Data from Consumer Affairs Ministry tabled in Parliament showed divergent price trends for various food products in different States. The North Eastern States are seeing higher prices for many of the products. The Southern States follow close behind.

On Monday, retail inflation based on Consumer Price Index (CPI) surged to 14 months high of 7.4 per cent in July. Interestingly, another data released by the Government showed that producers’ inflation based on Wholesale Price Index (WPI) continued to be in the negative zone for a fourth consecutive month at (-)1.36 per cent. It may be noted that composition of two indices gives a different picture. Also, WPI inflation is largely influenced by global commodity prices which have declined, while CPI has more impact from domestic factors.

Three domestic factors need to be watched – the sowing of Kharif, the impact of fodder prices, and the spice price situation not looking so good. Aditi Nayar, Chief Economist with ICRA said: “The data for food prices for early August 2023 is not very promising, and we expect the headline CPI inflation to print above the 6.5 per cent mark in August, before cooling off materially in September.”

The estimate by HDFC Bank note is higher.

“Tracking the mandi prices in August so far, tomato prices continue to remain elevated and onion prices have inched up as well. We are tracking August inflation at 7.2 per cent so far,” it said.

Echoing the sentiment, a note by Care Edge said even though the rise in vegetable prices is transient, the sustained price pressures in categories like cereals, pulses, spices, and milk can keep food inflation elevated in the near term. Higher food prices for longer could impact households’ purchasing power and dent consumer sentiment.

According to a note by QuantEco, beyond Aug-23, while volatile vegetable prices may offer relief, the persistence of price pressures, especially for cereals and pulses, will be on close watch. “Pulses prices, especially Tur have risen by 18-20% since the beginning of this fiscal year.
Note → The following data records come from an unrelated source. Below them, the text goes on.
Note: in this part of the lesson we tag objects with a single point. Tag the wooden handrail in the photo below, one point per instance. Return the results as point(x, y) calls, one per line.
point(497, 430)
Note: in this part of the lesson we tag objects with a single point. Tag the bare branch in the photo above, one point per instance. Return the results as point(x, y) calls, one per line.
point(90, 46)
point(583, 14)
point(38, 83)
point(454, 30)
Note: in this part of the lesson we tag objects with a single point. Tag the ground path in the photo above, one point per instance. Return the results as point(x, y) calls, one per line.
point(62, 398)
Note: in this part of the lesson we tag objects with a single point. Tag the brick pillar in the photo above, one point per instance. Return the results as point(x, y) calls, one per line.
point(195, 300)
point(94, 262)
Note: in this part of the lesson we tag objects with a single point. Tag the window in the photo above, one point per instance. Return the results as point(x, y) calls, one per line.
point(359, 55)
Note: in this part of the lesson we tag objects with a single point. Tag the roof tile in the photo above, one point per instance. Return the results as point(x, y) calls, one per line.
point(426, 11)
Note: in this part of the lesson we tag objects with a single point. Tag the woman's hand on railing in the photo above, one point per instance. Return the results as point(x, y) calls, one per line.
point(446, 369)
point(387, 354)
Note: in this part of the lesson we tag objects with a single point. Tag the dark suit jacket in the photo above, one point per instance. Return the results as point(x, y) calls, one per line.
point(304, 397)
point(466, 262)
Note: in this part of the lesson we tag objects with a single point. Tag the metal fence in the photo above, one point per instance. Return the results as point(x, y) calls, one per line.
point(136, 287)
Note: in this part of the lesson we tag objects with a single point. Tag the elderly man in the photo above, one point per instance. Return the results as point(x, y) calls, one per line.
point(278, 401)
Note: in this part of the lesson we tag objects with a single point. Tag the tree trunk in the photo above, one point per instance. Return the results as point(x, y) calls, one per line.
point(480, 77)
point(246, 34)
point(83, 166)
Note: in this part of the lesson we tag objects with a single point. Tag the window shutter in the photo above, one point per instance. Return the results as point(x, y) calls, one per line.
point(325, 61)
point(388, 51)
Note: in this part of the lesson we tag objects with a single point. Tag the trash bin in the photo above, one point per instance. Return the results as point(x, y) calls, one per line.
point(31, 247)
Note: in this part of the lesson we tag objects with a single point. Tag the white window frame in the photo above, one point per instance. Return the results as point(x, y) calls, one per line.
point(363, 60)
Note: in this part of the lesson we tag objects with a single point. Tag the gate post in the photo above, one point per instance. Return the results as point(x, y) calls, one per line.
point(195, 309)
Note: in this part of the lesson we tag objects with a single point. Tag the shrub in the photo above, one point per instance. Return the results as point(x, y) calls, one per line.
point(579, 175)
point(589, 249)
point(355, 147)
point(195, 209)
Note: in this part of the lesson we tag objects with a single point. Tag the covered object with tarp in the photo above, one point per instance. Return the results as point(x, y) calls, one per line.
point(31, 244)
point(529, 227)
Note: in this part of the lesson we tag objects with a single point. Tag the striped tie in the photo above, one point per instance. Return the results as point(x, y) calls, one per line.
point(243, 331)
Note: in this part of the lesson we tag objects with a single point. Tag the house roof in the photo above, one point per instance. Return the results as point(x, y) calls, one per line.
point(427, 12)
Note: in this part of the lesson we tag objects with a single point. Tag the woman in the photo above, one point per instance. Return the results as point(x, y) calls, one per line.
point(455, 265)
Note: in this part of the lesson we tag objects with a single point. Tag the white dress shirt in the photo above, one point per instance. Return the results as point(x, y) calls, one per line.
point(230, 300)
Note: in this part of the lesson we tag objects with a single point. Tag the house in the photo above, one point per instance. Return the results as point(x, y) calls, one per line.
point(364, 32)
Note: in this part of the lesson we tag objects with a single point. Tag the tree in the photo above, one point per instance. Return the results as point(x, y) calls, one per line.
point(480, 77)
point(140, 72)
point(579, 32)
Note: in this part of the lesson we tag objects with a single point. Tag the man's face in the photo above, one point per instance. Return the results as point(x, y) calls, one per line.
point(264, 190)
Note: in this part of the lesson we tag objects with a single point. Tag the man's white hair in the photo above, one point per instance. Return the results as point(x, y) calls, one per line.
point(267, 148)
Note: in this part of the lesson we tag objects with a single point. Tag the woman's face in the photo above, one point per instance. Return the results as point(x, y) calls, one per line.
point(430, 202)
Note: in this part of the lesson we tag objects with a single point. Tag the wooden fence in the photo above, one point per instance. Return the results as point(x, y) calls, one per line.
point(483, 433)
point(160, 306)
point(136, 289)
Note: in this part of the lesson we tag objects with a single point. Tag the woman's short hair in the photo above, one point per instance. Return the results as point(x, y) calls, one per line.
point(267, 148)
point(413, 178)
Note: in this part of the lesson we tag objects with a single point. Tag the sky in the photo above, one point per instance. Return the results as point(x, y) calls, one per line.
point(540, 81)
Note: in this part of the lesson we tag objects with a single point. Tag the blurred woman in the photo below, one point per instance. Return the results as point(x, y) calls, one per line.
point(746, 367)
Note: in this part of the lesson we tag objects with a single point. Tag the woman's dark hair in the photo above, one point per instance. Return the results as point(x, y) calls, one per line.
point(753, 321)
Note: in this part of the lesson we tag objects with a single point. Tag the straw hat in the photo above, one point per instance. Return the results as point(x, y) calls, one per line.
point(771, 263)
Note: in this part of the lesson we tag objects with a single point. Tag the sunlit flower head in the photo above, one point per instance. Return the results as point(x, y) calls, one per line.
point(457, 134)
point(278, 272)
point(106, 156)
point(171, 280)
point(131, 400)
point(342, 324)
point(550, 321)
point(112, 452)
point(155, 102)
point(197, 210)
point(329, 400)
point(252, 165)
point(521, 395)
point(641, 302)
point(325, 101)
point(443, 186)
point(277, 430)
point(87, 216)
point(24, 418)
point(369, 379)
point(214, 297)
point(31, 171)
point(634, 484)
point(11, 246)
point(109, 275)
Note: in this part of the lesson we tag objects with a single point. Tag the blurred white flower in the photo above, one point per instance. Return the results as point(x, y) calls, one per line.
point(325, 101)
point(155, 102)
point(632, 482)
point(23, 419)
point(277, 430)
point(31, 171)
This coupled with sizeable downside in area sown for the Kharif crop is already fuelling expectations of further price escalation in the coming months,” it said.

The big question now is on policy rate. None of research firms see a revision soon. “Though the moderation in core inflation is reassuring, the possibility of elevated headline numbers in the upcoming months has pushed the expectation of a rate cut by the RBI to the next fiscal,” Care Edge said. QuantEco also indicated a rate pause.

“This is likely to be accompanied by a guarded undertone to allow for complete transmission of past rate actions and also to dissuade premature market expectations of a policy pivot as long as inflation projections continue to remain above 5% on consistent basis. This also is likely to push the window for a rate pivot from Q1FY25 to Q2 FY25,” it said.